Automated tests for the libraries?

Neil Mitchell ndmitchell at
Mon Mar 19 16:16:28 EDT 2007


> I actually think that something like this should be preserved.  I can
> imagine several reasons for having flags of this kind.
> Platform-specific flags are an obvious one.  Another would be to
> distinguish QuickCheck, HUnit and FastCheck tests, as well as tests that
> take no arguments.  Currently Neil treats these as QuickCheck tests, but
> this (unless I'm mistaken) will result in each one being called 100
> times, which shouldn't be necessary.

Nope, I treat them as properties and assert them once.
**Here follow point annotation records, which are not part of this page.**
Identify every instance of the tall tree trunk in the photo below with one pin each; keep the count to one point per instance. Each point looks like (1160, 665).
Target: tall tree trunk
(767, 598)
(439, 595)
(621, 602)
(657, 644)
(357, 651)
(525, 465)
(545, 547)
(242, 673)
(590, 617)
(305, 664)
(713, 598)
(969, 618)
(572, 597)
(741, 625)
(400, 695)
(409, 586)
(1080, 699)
The algorithm I
use is that things which are single letters are free variables, and
single letter followed by 's' - if a property has no free variables
its an assertion and only gets executed once.
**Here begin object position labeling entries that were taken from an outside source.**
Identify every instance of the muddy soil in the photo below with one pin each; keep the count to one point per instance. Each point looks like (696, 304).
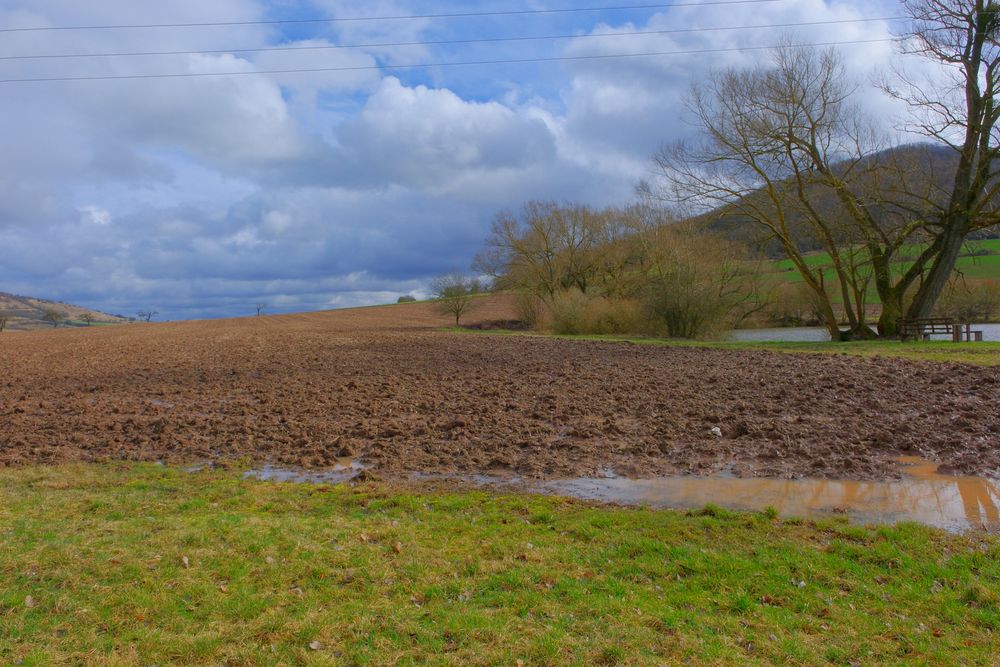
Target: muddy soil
(382, 385)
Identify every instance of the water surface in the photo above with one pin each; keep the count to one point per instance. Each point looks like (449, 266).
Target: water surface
(991, 332)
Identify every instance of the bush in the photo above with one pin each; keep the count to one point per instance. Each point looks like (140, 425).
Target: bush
(573, 312)
(528, 308)
(701, 284)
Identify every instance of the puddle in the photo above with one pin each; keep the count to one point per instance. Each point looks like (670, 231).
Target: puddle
(954, 503)
(344, 470)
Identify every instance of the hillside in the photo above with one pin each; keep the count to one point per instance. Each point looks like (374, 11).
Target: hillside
(919, 169)
(25, 312)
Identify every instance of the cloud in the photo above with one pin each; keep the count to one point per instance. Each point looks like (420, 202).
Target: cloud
(428, 138)
(199, 196)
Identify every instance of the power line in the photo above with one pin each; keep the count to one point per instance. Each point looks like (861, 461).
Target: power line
(519, 12)
(113, 77)
(482, 40)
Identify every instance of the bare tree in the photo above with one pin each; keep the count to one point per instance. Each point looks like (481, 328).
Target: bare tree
(547, 249)
(960, 113)
(455, 293)
(53, 316)
(785, 148)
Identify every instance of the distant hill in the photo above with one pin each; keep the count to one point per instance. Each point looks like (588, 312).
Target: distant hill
(918, 168)
(25, 312)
> So I suggest that we look for lines of the form
> -- > q: reverse (xs ++ ys) ==
> -- >       (reverse ys ++ reverse xs)
> -- > u: reverse "foobar" == "raboof"
> -- > u: null $ reverse []

I would have thought:

> -- > forall xs ys . reverse (xs ++ ys) == (reverse ys ++ reverse xs)
> -- > reverse "foobar" == "raboof"
> -- > null $ reverse []

I suspect the quantification will be needed explicitly so you can tell
between reverse the free variable and reverse the function.

> Incidentally, how does the test extractor handle arguments?  Does it
> parse the code for variables?  If so then could we have a line to
> declare argument types for properties where they can't be inferred?
> Something like:
> -- > t: xs, ys :: [Int]
> -- > t: str :: String

I have a scheme where some set of letters refers to file names, and
some to other stuff. I also wrap things as well, to get a different
quickcheck generator - i.e. newtype CheckFilePath = CheckFilePath
FilePath, then unwrap it before doing the actual call.

There are lots of design decisions - the best thing would be to set up
a wiki page as the theoretical documentation of the tool, then once
the manual is stable you can write the tool.

Feel free to take any or none of my tool as the starting point.